La nouvelle définition des recherches non interventionnelles ne respecte pas le droit européen

Dans un précédent article, nous avions eu l’occasion de souligner la démarche innovante émanant du ministère de la santé qui avait, de son propre chef, décidé de créer une nouvelle catégorie de recherche : les recherches interventionnelles sans risque mais identifiées sous le vocable « recherche non interventionnelle ». 

Nous avions identifié l’origine de cette démarche innovante, à savoir l’Ordonnance n°2016-800 du 16  juin 2016 (toujours pas ratifiée !) qui avait modifié la définition de la catégorie des « recherches non interventionnelles », mais sans que nous nous en expliquions les causes.

En effet, les ordonnances ont cet avantage (du moins pour le pouvoir exécutif !) d’être totalement opaques sur les motivations des modifications législatives qu’elles contiennent, du moins a priori c’est-à-dire avant les discussions parlementaires entourant son éventuelle ratification. 

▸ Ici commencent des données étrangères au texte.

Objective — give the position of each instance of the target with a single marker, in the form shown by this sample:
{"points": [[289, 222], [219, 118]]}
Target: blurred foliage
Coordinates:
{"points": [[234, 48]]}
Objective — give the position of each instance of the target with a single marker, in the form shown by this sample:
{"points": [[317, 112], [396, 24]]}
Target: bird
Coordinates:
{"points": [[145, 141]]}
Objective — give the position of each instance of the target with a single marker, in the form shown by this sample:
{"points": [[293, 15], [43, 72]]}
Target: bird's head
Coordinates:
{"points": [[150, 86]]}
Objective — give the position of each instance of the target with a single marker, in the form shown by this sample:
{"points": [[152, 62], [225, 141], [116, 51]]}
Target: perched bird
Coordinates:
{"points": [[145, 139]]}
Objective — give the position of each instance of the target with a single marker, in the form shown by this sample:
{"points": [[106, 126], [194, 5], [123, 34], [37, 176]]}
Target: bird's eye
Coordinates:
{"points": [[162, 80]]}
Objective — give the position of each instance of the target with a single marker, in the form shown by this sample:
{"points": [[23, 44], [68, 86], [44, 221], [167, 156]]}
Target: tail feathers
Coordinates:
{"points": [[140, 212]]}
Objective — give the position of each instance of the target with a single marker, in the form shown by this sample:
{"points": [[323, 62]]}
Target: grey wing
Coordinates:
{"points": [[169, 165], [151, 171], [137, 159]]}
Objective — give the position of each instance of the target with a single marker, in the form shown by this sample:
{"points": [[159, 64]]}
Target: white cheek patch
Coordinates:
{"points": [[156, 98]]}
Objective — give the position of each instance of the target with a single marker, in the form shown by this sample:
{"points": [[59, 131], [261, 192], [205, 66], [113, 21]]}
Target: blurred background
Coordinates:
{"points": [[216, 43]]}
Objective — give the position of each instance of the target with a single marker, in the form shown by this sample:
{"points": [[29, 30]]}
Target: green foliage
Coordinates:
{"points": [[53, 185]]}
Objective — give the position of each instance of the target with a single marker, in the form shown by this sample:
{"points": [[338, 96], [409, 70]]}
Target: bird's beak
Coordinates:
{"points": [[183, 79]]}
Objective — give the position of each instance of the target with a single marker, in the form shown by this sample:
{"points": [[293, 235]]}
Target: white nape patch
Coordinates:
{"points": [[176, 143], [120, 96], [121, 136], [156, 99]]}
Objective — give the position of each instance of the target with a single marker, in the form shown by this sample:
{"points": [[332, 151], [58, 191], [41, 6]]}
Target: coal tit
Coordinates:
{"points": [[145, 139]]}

Tout au plus, le Rapport au Président de la République relatif à l’Ordonnance n° 2016-800 du 16 juin 2016 relative aux recherches impliquant la personne humaine précisait : 

« L’article 1er modifie le chapitre Ier du titre II du livre Ier du code de la santé publique notamment pour adapter la législation interne au règlement européen du 16 avril 2016. Ainsi, la définition des recherches non interventionnelles est-elle modifiée pour permettre une harmonisation des définitions, y compris avec le protocole additionnel de la convention d’Oviedo relatif à la recherche biomédicale. » 

L’explication était pour le moins énigmatique : « permettre une harmonisation des définitions y compris avec le protocole additionnel de la Convention d’Oviedo relatif à la recherche biomédicale » ! 

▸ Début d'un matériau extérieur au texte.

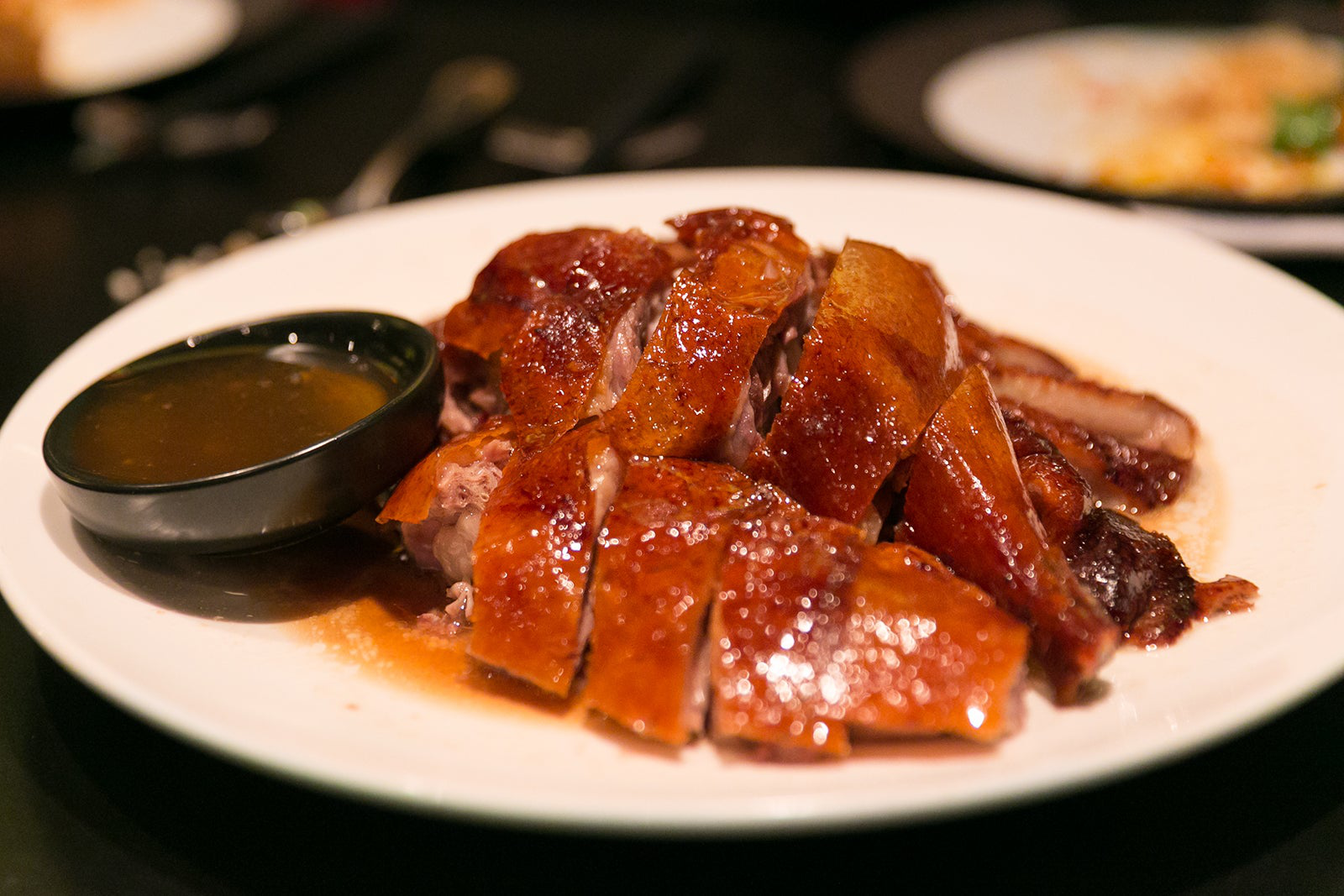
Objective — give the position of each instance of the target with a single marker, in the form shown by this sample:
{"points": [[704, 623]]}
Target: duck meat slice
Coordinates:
{"points": [[655, 578], [1122, 474], [1059, 493], [929, 653], [581, 285], [819, 637], [534, 553], [967, 504], [875, 365], [438, 504], [777, 634], [578, 347], [698, 391]]}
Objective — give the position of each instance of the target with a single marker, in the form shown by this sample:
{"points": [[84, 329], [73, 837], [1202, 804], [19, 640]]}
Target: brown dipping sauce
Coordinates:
{"points": [[213, 411]]}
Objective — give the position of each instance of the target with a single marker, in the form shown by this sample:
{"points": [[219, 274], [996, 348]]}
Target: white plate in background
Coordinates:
{"points": [[1247, 351]]}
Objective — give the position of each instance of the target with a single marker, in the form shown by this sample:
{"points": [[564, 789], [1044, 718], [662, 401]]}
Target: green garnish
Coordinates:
{"points": [[1307, 128]]}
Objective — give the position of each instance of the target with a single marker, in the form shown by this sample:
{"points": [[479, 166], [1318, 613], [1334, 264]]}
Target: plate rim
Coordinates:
{"points": [[234, 750]]}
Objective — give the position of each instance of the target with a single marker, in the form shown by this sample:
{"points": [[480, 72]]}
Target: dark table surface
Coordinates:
{"points": [[93, 801]]}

En quoi ce protocole additionnel relatif à la recherche biomédicale peut-il nécessiter la modification de la définition d’une catégorie de recherche, les « recherches non interventionnelles », n’entrant pas dans le champ d’application du protocole additionnel ? 

Encore une subtilité juridique qui n’a pas échappé au ministère de la santé mais qui nous échappe à nous, simples juristes ! 

Mais de grâce, partagez vos lumières ! Faites en profiter le plus grand nombre et surtout aidez les juristes à progresser. Ne vous limitez pas à partager vos analyses innovantes avec les seuls législateurs. 

En effet, un député semble avoir eu la chance de disposer de cette précieuse explication et heureusement, il a eu la gentillesse de la partager. 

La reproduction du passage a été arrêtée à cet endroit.